According to anecdotal evidence, Public Health minister Caroline Flint says that pregnant teenagers smoke in order to have smaller babies in the belief that labour is less painful with smaller babies.

When I read such things, it flies in the face of every liberal sensibility I have. It turns on the part of my brain that believes I am a character in a bad B-Movie. It makes me want to smack people. It genuinely shocks me to discover people can be quite this fucking stupid. It makes me come over all Daily Mail - and there are few things in this life I dislike more than 'Daily Mail Islanders'.

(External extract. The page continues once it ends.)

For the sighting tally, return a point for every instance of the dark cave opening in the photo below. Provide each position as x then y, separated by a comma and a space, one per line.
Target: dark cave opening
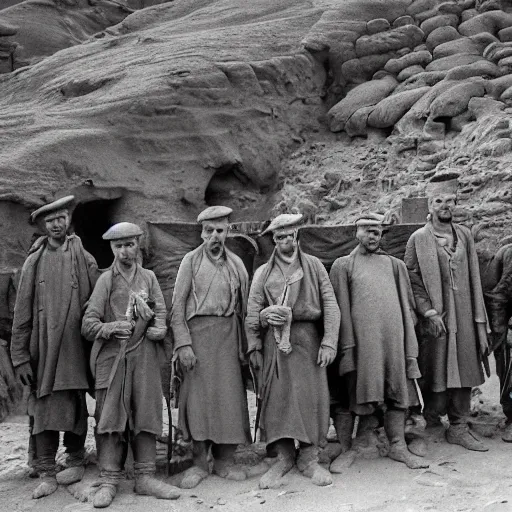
90, 221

It is just anecdotal evidence. Perhaps there are no large numbers of poeple behaving in this way. Perhaps it's just a few. A minister relating a few-headline grabbing stories may not represent a major issue in the real world.

But maybe it does...

The UK already has a deplorable record for teenage pregnancies, the worst in Europe. Many of those on the right wing claim it's as a result of moral degradation and how abstinence is the only way, and hey, let's regress to values of an England that never existed and never could be except through rose-tinted glasses. To me though, it just reinforces the need for decent sex education in this country at an early age; that means both parental and school-led. The evidence from Scandinavian countries shows that young children are capable of taking on board messages about sexual health at an early age. Not only this, but they generally start having sex at a later age and do so far more responsibly with dramatically lower rates of teenage pregnancies and STD infections. You can put abstinence up against that if you wish, and on some levels it clearly comes out better still, but what's better; people who grow up to have responsible, informed and yes, damn it, good sex or people who often grow up repressed and fetishise ideas about sex and sexuality - people who get married, have sex for the first time and have conversations like;

'Hmmm, that was really unpleasant...'
'Yes. I didn't enjoy that at all. Shouldn't it last longer?'
'Who knows? No one ever spoke to me about it. Let's not do it again.'
'Thank god, I agree!'

I don't really want to be thinking about the sexuality of a daughter who isn't even born yet, but even less would K___ and I want to bring up a child who grew up repressed and unhappy because we were unable or unwilling to talk about these things. Still less would we want to be responsible for bringing up a child who even entertained the thought that it was sensible to start smoking to try and
ensure she had a small baby...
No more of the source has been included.